Auf diesen Patentanspruch 1 sind die Ansprüche 2 bis 4 zurückbezogen.
Wegen deren Wortlaut und weiterer Einzelheiten wird auf den Akteninhalt verwiesen.
II.
1. Das Bundespatentgericht ist für die Entscheidung über den Einspruch nach
§ 147 Abs. 3 PatG in der bis zum 30. Juni 2006 geltenden Fassung i. V. m.
§ 99 Abs. 1 PatG, § 261 Abs. 3 Nr. 2 ZPO und § 17 Abs. 1 GVG entsprechend
zuständig.
2. Der frist- und formgerecht erhobene Einspruch ist ausreichend substantiiert
und zulässig, was von der Patentinhaberin auch nicht in Zweifel gezogen worden ist.
3. Die zweifelsfrei gewerblich anwendbare Verbindungsanordnung nach Patentanspruch 1 stellt eine patentfähige Erfindung im Sinne der §§ 1 bis 5 PatG
dar.
a. Die Merkmale der geltenden Ansprüche 1 bis 4 sind in den ursprünglichen Unterlagen offenbart. Die Ansprüche sind zulässig.
Patentanspruch 1 in seiner erteilten Form enthält die Merkmale der ursprünglichen Ansprüche 1 bis 4, Patentanspruch 2 entspricht dem ursprünglichen Anspruch 9 und Patentanspruch 4 dem ursprünglichen Anspruch 5. Die Merkmale des erteilten Patentanspruchs 3 wurden den ursprünglich eingereichten
Unterlagen von Seite 5, 3. Absatz entnommen.

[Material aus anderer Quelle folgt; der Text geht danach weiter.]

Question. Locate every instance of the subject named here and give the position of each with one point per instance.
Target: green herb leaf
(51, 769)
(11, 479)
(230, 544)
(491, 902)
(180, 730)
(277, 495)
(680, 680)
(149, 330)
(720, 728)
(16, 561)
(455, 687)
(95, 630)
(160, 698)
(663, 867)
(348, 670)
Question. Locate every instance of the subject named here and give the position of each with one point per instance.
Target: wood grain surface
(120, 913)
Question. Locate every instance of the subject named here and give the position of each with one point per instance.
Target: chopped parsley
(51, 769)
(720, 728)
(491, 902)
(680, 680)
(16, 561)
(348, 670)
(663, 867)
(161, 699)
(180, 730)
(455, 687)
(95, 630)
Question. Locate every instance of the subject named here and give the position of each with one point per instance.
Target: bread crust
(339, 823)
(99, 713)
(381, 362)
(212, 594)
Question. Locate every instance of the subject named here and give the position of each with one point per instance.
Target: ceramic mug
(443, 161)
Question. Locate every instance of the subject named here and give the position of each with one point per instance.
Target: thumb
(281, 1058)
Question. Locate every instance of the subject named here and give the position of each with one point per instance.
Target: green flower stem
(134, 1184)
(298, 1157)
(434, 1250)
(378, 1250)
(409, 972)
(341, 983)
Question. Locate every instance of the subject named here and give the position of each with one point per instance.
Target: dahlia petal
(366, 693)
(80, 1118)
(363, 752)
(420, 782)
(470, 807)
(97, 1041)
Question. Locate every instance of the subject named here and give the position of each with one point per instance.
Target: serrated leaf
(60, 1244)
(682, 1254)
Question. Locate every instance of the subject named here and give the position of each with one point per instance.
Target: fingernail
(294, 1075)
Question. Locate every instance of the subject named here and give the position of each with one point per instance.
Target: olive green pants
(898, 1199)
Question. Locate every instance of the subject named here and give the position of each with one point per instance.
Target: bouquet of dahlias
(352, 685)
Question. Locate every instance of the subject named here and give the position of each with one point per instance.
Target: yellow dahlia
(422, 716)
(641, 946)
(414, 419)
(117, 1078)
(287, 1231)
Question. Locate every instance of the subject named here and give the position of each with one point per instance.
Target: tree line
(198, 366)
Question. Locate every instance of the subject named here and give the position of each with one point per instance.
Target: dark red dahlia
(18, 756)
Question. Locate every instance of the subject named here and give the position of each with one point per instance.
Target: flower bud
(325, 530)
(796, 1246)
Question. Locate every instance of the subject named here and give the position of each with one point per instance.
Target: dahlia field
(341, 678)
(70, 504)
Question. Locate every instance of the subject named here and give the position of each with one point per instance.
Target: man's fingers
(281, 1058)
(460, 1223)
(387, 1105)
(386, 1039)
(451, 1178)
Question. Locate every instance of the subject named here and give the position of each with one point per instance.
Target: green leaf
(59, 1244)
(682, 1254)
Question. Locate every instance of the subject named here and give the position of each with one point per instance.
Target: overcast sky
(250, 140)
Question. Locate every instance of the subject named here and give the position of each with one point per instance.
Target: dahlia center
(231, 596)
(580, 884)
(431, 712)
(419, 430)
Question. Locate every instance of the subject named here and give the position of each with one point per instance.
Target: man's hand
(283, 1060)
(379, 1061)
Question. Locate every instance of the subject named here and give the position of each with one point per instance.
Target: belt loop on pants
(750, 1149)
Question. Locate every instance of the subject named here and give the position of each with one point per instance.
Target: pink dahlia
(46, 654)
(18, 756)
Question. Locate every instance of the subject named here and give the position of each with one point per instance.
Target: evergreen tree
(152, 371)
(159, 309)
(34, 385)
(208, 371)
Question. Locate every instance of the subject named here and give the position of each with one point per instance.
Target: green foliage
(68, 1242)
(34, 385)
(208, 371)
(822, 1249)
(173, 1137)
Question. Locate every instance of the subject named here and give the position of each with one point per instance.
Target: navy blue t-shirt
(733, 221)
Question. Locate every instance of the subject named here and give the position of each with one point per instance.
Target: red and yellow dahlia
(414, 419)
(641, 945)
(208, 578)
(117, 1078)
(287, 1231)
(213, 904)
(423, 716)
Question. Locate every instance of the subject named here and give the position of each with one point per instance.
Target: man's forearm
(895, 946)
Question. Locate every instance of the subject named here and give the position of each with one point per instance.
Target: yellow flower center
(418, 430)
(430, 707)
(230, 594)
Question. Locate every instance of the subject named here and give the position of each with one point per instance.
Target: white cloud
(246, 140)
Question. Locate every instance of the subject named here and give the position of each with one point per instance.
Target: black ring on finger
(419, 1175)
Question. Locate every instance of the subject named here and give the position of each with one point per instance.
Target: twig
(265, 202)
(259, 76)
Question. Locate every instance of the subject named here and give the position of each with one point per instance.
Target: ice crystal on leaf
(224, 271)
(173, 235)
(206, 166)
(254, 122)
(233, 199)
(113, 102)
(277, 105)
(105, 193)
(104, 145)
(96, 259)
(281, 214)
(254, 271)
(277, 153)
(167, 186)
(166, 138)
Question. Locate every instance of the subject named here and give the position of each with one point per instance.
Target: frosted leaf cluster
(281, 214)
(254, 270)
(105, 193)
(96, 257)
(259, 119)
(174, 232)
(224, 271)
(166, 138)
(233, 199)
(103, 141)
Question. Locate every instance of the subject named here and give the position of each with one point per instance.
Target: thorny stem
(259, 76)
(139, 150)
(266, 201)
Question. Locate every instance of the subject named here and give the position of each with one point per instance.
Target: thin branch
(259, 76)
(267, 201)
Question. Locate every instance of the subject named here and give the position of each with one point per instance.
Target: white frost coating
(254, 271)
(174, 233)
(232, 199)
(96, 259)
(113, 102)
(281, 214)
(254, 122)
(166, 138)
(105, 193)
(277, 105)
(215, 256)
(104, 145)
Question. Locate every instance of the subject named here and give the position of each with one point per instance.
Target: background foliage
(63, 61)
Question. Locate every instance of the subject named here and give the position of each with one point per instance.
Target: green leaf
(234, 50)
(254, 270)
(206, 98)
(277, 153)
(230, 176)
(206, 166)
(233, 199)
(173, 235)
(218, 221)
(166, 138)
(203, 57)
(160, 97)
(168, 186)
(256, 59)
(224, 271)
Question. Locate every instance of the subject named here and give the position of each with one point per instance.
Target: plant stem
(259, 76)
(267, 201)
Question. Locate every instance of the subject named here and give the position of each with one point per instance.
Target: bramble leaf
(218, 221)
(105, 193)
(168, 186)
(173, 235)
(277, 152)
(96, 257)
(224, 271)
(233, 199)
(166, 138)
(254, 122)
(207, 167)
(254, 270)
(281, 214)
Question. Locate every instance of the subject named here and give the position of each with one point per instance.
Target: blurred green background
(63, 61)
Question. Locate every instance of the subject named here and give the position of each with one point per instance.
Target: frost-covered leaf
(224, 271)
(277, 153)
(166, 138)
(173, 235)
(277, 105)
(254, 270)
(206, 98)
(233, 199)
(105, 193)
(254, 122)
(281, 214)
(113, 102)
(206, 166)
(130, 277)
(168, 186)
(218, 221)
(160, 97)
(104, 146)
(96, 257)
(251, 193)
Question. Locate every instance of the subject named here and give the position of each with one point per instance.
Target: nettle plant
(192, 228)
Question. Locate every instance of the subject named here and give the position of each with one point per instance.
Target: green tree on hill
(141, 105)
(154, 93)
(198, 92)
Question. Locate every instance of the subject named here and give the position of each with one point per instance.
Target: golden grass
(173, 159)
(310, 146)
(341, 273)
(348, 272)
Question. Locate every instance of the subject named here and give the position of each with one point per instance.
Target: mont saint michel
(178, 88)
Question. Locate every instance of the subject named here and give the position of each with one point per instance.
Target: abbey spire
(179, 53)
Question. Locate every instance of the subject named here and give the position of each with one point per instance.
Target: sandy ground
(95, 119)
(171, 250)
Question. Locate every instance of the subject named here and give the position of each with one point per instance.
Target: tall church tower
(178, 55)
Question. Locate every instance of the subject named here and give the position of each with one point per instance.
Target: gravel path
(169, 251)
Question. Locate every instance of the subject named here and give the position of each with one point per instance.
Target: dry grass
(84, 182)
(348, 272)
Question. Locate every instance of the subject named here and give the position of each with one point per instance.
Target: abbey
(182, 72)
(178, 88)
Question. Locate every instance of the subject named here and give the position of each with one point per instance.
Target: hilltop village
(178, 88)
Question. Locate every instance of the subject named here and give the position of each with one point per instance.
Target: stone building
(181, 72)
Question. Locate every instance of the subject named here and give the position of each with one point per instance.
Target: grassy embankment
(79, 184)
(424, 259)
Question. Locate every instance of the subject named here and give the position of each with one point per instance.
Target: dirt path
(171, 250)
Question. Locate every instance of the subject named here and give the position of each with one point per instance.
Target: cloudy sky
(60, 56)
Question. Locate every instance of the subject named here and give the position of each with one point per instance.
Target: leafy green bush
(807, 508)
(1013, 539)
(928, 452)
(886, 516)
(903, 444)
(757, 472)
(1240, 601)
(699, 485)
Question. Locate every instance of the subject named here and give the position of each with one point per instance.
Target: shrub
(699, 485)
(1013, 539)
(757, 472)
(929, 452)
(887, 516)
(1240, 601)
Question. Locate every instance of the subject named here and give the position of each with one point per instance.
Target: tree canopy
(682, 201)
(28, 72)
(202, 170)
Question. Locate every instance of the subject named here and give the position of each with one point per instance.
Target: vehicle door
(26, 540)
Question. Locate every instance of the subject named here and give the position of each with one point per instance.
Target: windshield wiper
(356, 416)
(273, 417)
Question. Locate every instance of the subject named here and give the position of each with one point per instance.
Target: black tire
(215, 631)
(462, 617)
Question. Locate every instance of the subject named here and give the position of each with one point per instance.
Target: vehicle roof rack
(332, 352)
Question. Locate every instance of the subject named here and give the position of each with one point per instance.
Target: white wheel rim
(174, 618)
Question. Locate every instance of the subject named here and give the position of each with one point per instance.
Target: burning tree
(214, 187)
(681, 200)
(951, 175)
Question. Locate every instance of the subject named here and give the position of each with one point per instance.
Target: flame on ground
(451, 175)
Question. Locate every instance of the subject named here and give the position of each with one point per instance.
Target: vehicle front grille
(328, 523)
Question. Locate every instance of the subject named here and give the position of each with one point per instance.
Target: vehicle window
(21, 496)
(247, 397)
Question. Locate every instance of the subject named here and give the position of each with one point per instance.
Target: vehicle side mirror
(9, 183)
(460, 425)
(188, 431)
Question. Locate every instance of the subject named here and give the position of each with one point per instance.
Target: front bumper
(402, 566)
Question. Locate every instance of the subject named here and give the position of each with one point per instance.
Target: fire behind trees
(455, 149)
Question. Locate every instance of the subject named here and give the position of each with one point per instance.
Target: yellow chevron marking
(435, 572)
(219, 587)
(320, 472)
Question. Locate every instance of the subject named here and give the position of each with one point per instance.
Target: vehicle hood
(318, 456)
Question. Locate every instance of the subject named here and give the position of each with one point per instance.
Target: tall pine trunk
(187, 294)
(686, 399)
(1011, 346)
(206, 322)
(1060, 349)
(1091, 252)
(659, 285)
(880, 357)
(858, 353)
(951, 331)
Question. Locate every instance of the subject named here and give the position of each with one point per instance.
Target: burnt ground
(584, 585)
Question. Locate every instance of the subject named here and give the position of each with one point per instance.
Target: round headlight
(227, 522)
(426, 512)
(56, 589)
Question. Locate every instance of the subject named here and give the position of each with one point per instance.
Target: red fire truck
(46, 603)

b. Als hier zuständigem Durchschnittsfachmann sieht der Senat einen Diplom-Ingenieur der Fachrichtung „Allgemeiner Maschinenbau“ mit mehrjähriger Berufserfahrung im Bereich der Wälzlagerherstellung an.
c. Das Wälzlager nach geltendem Patentanspruch 1 ist neu.
Die DE 197 33 101 A1 (D11) offenbart in Zusammenschau der Werte, wie sie
in den Tabellen 2 und 6 aufgeführt sind, ein
a) Wälzlager umfassend:
-
-
-
einen stationären Laufring,
einen sich drehenden Laufring und
eine Vielzahl von Wälzkörpern, die zwischen dem stationären und dem sich drehenden Laufring angeordnet
sind und die mit einem Schmiermittel geschmiert sind,
b) wobei der sich drehende und der stationäre Laufring aus einem
Stahlwerkstoff gefertigt sind, enthaltend in Gew.-%:
c) C: 0,8 bis 1,1 Gew.-%;
d) Si: 0,29 Gew.-%;
e) Mn: 0,75 Gew.-% und
f)
Cr: 1,50 Gew.-%,
h) wobei eine Oberflächenhärte HRC einer Lagerfläche des sich
drehenden Laufringes nach der Wärmebehandlung nicht weniger als 58 und nicht mehr als 64 beträgt und
i)
wobei ein Restaustenitgehalt im stationären Laufring nicht weniger als 45 Vol.-% nach der Wärmebehandlung beträgt und
j)
eine Oberflächenhärte HRC einer Lagerfläche des stationären
Laufringes nach der Wärmebehandlung nicht weniger als 58
und nicht mehr als 64 beträgt.
Ein Wälzlager gemäß geltendem Patentanspruch 1 unterscheidet sich von einem solchen gemäß DE 197 33 101 A1 (D11) somit durch das Merkmal
g) wobei ein Restaustenitgehalt des sich drehenden Laufringes nach einer
Wärmebehandlung zwischen 0 bis 4 Vol.-% beträgt.
Als einsetzbares, d. h. fertig hergestelltes Wälzlager enthält sowohl dasjenige
nach Streitpatent als auch das nach der D10 einen Kohlenstoffgehalt zwischen 0,8 und 1,1 Gew-%. Hingegen wird in der Entgegenhaltung an mehreren Stellen angegeben, dass der Restaustenitgehalt des sich drehenden Laufrings 5 Vol % oder mehr betragen soll. Der Verweis der Einsprechenden, wonach dabei der Einsatz derartiger Lager in schwierigen, weil verschmutzten
Bereichen zu berücksichtigen sei, mag grundsätzlich zutreffen. Der Fachmann
erhält aus dieser Schrift allerdings keinen Hinweis darauf, bei anderen
Einsatzgebieten einen Restaustenitgehalt entsprechend demjenigen nach
dem geltenden Patentanspruch 1 des Streitpatents einzustellen.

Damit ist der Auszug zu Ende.